The ballet premiered — to great success — in 2007, but the rehearsal time for something that is in the process of being created never seems long enough. Djuric likens it to painting something and letting it sit for a few months before exhibiting it. That opportunity didn’t exist for Cinderella until he made a decision to do it again and, in consultations with Plotnikov, they agreed that some revisions could make the ballet even better.
That was particularly true for Act I, where they wanted to make sure that the audience could tell “who is who and what is happening,” in Djuric’s words.
“It is still a story ballet, though it is done with a different vocabulary that’s not classical,” he explains. “The story needs to be told well, and Viktor’s an excellent storyteller.”

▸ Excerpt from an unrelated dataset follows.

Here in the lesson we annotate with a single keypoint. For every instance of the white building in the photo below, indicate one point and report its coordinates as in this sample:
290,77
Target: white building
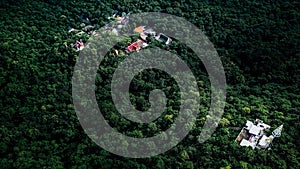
254,135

Plotnikov’s full-length work with Festival began with Carmen and The Widow’s Broom and garnered national attention for Loof and Let Dime, set to Robert Wilson’s prose poem, and Coma, a meditation on illness and death.
In Cinderella, as in Chris Van Allsburg’s The Widow’s Broom, the story is ostensibly for children, though the themes and the emotional content have appealed to generations of adults. In Plotnikov’s vision, Cinderella is a very positive person, coping with life’s vagaries with a child-like optimism.
Thus, the ballet opens with a playful cat (Ilya Burov) who amuses Cinderella (Leticia Guerrero/Vilia Putrius) and becomes a kind of mascot for her. Her two stepsisters (Erica Chipp, Lauren Menger, and Jennifer Ricci alternate roles) and stepmother (Lauren Knightly or Vilia Putrius) are rude and downright mean to her, but she rises above it and seeks out her father (Mark Harootian) for comfort.
He gives her a ball, emblematic of many other balls, of various sizes and colors in the ballet, along with cones and cubes that stand in for toys and furniture. Plotnikov and set designer Alan Pickart also have dancers carry large fiberglass panels across the stage to indicate scene changes, as dancers duck behind and around them.
In keeping with Plotnikov’s modern choreography — hands reach out with palms up; arms pinwheel; bodies undulate; feet twist inward; there’s floor movement throughout — props and costumes are contemporary. When the four seasonal fairies befriend Cinderella, Autumn has a golf club, Summer has sunglasses, Spring is dressed in spring green and sky-blue, and Winter is an ice-skater. In addition, Cinderella arrives at the ball in a golf cart, and the Prince (Mindaugus Bauzys/Alexander Akulov) later searches the world for her, traveling by plane, train, and car.
Plotnikov likes to incorporate everyday gestures into his choreography — tying a tie, buffing one’s nails, stumbling, waving hello. All tell part of the story and make the character come alive.